Sinai plane crash could have major market impact
The Metrojet plane crash over the weekend, which tragically killed all 224 people on board, could have a major impact on a key insurance market.
Islamic State has claimed responsibility for the attack and, if this proves to be the case, the aviation war market could be affected.
Hamish Cotton, special counsel for Aussie law firm Holman Webb, told Insurance Business that the possible terrorist links to the crash could have a major impact on the market.
“There have been allegations that it could be a terrorist activity and if that’s the case then it is certainly going to have a big effect because the war market in recent times in London has taken a fairly large hit with, obviously, the Malaysian Airlines shot over the Ukraine but also 50% of the MH370 disaster was met by the war risk market,” Cotton said.
“That may fall, ultimately, on the all-risk insurers rather than the war insurers but that is still to be determined.
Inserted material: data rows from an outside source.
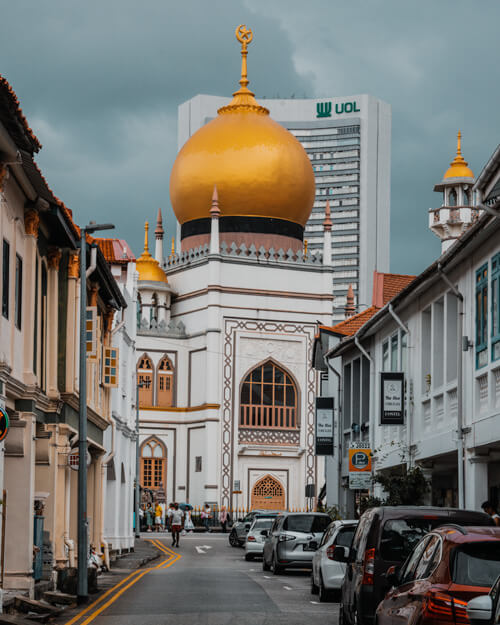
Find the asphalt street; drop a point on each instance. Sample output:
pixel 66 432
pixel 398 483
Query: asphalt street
pixel 207 582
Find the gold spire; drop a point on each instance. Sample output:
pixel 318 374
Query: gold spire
pixel 146 265
pixel 243 99
pixel 459 166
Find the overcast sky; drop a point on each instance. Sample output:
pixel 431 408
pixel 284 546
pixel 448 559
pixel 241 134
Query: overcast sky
pixel 100 82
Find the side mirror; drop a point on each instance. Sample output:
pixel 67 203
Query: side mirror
pixel 341 554
pixel 392 576
pixel 480 610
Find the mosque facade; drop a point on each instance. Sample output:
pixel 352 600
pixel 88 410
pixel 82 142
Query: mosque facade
pixel 227 318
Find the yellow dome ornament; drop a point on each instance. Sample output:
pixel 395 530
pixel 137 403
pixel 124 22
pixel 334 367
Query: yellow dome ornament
pixel 149 269
pixel 261 170
pixel 458 167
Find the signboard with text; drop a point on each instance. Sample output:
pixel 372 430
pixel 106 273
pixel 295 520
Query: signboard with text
pixel 324 426
pixel 392 395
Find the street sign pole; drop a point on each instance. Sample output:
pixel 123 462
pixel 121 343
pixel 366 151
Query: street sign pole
pixel 82 586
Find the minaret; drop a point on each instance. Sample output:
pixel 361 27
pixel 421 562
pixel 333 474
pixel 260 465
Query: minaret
pixel 327 237
pixel 214 227
pixel 159 239
pixel 349 309
pixel 457 212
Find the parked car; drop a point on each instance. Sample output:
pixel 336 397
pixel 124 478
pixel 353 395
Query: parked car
pixel 293 539
pixel 385 537
pixel 327 575
pixel 257 534
pixel 447 568
pixel 485 609
pixel 238 533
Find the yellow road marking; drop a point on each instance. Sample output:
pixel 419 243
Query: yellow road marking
pixel 174 557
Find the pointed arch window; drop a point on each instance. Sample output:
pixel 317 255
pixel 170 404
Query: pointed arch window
pixel 268 399
pixel 165 382
pixel 145 381
pixel 153 464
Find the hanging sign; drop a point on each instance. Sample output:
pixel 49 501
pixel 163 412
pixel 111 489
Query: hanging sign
pixel 392 392
pixel 360 468
pixel 324 426
pixel 74 459
pixel 4 423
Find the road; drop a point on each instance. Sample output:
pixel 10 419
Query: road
pixel 207 582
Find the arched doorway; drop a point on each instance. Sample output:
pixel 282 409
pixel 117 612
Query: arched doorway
pixel 268 494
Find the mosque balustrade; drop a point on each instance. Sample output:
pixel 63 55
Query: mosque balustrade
pixel 242 251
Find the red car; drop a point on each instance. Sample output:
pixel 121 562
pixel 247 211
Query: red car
pixel 449 566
“There were also aircraft in Libya that were destroyed a couple of years ago now, so the war market has had unprecedented losses in the last couple of years and it is certainly going to affect that.”
Mokhtar Awad, an analyst with the Centre For American Progress, told the Guardian that the terrorist links seem unlikely.
“It doesn’t state how they were able to ‘down’ the plane allegedly,” Awad said.
“Even the most sophisticated of portable surface-to-air missiles cannot reach that high an altitude and are only a threat during periods of take-off or landing, but the plane had already climbed to its target altitude (from what we know thus far) when it began to likely experience technical failures.
“The local affiliate, Wilayat Sinai, has been under some pressure over the past few months and may have jumped the gun on taking credit.”
Cotton noted that, if the crash was caused by mechanical fault or failure, the disaster would have less of an impact on the insurance industry thanks to its location.
“If it is not war market, if it is some sort of mechanical or other defect that has caused the accident I suspect that it won’t have a significant effect on the market,” Cotton continued.
“They are already reeling from MH370, there have been lots of disasters in the last few years.
“It was flying from Egypt to Russia, I’m not sure what conventions Egypt is signatory to but there are more than 220 people on board, I’m imagining that the damages in Russian and Egypt that would be payable are going to be significantly less than any Western country.
“I would be surprised if it had any significant impact on the all-risk market but I think it would on the war market in terms of premium.”
Reports have surfaced that the plane suffered a tail strike, where the tail of the plane hits the ground on landing, but Cotton stressed that this only has the potential to have an impact if it can be proven that repairs made by Airbus caused the crash.
“I’d be surprised if Airbus got that wrong to the extent were, what 15 years later, it is having an effect.
“I think the prospect of something coming out of that, whilst possible, is unlikely.”
Cotton believes that the cause of the crash could be found in a matter of days as the black box has already been found.
“Like when MH370 went missing, I doubt this will happen in this case but, there is a provision in the London insurance policies … which is a 50-50 settlement clause which is if the cause of the accident is not known and if both markets agree, the all-risk insurers and the war underwriter will both pay 50% of the loss until such time as it is known what happened.
“I suspect that won’t happen in this case.
“I suspect they’ll know what happened fairly quickly, they’ve got the black box. I would have thought within days we’d at least have an indication of what the likely cause is.”